I thought perhaps, "okay, maybe the agent can just query Postgres?" (Editor's note: I would like to throw the word "just" into the sea)

Now, I had to think about a whole other fun set of questions, like:

  • Which tables should the agent be able to access?
  • Which rows should this user be allowed to see?
  • What happens if the schema changes?
  • What happens if the agent writes a bad query?
  • What happens if the query is technically correct but wildly expensive?
  • What happens if the data is stale?
  • What happens if the agent finds the right record but misses the related records?
  • What happens if the answer requires data from Postgres, Salesforce, Zendesk, and a PDF from 2014 named final_FINAL_v3.pdf?

Raw data is not always usable. Agents need the right data (shaped the right way, at the right time, and so on) and the retrieval of that data isn't just... throwing search on it.

My exhausted realization is probably exhausting you too, at this point. The trade-offs are too much.

Because if the agent has stale data, it gives bad answers.

If it has too much data, it gets confused or expensive.

If it has too little data, it hallucinates politely.

If it has data it should not have, congratulations, now you have a security incident with vibes.

And even more, if every useful piece of context lives in a different system, I'm building sync pipelines, indexes, permissions layers, fallback logic, search systems, and you know there's just duct tape everywhere as I try to piece it all together.

I wept again. Still fully justified.

Caching

You know, I don't feel like weeping more. You get it.

There are only two hard things in Computer Science: caching and naming things. - Phil Karlton

Repeated questions. Repeated retrieval. Repeated LLM calls. It's too much. It's too much!

All powers combined: this is a context engine

A context engine is the layer that gives an agent the right context, in the right shape, at the right time.
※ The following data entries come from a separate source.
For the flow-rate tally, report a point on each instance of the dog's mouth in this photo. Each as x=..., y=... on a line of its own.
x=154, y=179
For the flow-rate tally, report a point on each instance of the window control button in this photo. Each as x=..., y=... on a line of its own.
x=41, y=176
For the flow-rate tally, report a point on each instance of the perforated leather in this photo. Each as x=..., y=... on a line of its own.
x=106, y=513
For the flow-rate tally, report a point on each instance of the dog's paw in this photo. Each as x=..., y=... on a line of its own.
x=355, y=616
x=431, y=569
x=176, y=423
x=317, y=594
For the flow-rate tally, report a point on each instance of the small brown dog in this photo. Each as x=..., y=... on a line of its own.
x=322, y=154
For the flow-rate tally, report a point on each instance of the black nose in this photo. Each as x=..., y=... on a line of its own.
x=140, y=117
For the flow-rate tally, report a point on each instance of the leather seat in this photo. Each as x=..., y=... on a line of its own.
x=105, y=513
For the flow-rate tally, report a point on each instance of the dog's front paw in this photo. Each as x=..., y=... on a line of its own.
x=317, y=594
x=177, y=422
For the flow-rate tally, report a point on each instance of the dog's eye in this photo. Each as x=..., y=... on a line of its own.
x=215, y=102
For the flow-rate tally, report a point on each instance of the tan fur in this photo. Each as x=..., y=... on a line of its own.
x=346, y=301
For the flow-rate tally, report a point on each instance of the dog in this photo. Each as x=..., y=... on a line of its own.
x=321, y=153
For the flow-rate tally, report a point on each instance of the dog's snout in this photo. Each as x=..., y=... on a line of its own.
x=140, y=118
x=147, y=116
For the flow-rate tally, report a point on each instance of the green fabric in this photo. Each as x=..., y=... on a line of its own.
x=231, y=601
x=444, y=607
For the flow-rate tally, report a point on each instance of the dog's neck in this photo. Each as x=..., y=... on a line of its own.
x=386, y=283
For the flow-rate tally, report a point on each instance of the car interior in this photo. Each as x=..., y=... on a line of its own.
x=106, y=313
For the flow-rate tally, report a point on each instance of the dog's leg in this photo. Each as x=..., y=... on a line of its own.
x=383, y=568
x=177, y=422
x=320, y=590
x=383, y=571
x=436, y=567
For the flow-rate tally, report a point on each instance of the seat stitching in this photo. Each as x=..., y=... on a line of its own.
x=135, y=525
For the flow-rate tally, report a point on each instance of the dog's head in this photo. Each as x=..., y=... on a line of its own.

It sounds simple until you realize all that it includes, which you've just read about. Context is most useful at runtime, when the agent is doing the work. It needs the user state while answering, the latest data when deciding which tool to call, the relevant docs for planning, the cached results to reduce waiting, and memory so it doesn't make mistakes.

I kept coming back to this point where I needed that layer between things... but I didn't want to build it myself anymore. I was done weeping.

The "boring" infrastructure answer

This is where Redis started to make a lot of sense to me, because it's boring in the best possible way.

Developers already use it for fast, reliable application infrastructure. It sits close to the runtime. It handles hot data, caching, search, session state, queues, real-time workloads, and the kinds of operational paths where latency actually matters. Agent context is very similar, and it needs to sit close to where the user is.

Redis Iris is Redis's answer to this whole mess: an integrated context engine for agents. And I like that framing, because it doesn't pretend that the problem is smaller than it is!

It brings together:

  • Redis Data Integration, for keeping operational data synced and fresh
  • Context Retriever, for helping agents access the right business context
  • Agent Memory, for short-term and long-term agent context
  • Redis Search, for fast search across the data your agent needs
  • LangCache, for semantic caching so your agent does not keep paying for the same work over and over

I found too many individual tools to do all of these things, and there were too many lifecycle rules, and too many places where mysterious behavior squished together could ruin my afternoon. Redis Iris is appealing to me because it gives developers a practical, boring default. With it, context is all I need.

And I say boring in a positive way! Boring means fewer surprises, fewer custom glue layers, and that the interesting work can happen higher up. I love that it treats context like real infrastructure. It brings together all of those pieces of memory and retrieval and freshness and search and caching, all close to where the agent is actually running, and I don't have to think anymore about it.

Now, I can build the agent. Redis can handle the context. No more drama.